In response to WIRED’s questions on its two-phase cooling products, including whether the company planned to submit the chemicals for fast-track consideration under the administration’s new data center waiver, Chemours spokeswoman Cassie Olszewski said the company is “in the process of commercializing our two-phase immersion cooling fluids, which will require relevant regulatory approvals.”
“Our work in this area is focused on developing more sustainable and efficient cooling solutions that will allow data centers to consume less energy, water and footprint while effectively managing the increasing amount of heat generated by next-generation chips with higher processing power,” Olszewski said.

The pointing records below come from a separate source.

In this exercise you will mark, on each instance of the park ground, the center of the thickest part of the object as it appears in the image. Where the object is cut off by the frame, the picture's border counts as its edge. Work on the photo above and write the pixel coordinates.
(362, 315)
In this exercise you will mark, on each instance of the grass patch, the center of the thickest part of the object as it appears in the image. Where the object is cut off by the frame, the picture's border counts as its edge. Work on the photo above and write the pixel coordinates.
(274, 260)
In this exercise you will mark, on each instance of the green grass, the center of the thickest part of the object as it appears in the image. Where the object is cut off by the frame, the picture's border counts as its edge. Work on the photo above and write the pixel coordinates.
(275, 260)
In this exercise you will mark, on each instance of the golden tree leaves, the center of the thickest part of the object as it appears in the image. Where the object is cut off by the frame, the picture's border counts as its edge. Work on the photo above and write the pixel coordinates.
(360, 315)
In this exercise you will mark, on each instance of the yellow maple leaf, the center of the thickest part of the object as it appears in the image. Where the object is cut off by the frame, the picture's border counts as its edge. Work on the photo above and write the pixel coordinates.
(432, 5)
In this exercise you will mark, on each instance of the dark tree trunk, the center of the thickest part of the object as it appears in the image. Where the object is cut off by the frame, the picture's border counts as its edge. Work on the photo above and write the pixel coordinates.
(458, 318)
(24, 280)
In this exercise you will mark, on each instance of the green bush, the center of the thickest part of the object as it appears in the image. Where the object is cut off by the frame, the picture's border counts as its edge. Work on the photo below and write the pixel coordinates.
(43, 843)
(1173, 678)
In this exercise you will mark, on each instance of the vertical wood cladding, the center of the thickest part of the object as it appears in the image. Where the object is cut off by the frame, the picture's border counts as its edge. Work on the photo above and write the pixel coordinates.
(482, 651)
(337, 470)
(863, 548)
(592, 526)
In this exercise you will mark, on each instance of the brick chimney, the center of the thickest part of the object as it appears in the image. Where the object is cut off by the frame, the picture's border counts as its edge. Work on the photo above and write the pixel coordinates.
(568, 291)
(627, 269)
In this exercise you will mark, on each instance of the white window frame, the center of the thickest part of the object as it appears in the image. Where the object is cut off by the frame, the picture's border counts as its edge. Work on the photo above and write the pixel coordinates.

These chips could also be an important source of new chemicals. Schwer and Jonathan Kalmus-Katz, a lawyer with the environmental nonprofit Earthjustice, both say the semiconductor industry, which produces the chips that provide computing power in data centers, would significantly benefit from the accelerated review process. The semiconductor manufacturing process uses Forever chemicals at many different points of production, including the critical photolithography process, which uses light to transfer patterns onto the surface of silicon wafers.
Schwer says that in his last few years working at EPA, the industry has submitted a large number of applications for new chemicals. Kalmus-Katz says semiconductor manufacturers are “the main drivers of new chemicals.”
He says, “The administration has this kind of AI-at-all-cost mentality, where you’re rushing to build more and more data centers and chip fabs without any meaningful plan to deal with the climate impacts, their natural resource impacts, and the toxic substances that are being used and released from these new facilities.”
The semiconductor industry is seeking changes to the EPA’s new-chemicals program this year, lobbying documents show. In March, Nancy Beck, the former policy director of an industry lobbyist group who now leads the Office of Chemical Safety and Pollution Prevention, the office that oversees new chemical reviews, met with representatives of SEMI, a global advocacy organization for the industry. According to emails obtained by WIRED through a Freedom of Information Act request, the meeting was initially held to discuss “the EPA’s approach to regulations on PFAS and other chemicals required for semiconductor manufacturing.” The emails show that Beck suggested during the meeting that the lobbying group issue a public comment in support of changes to the new chemicals program, which the group sent in a letter the following month. (“Trump EPA encourages stakeholders to submit and document their comments on proposed rules so we get a diversity of perspectives,” says EPA spokesperson Hirsch.)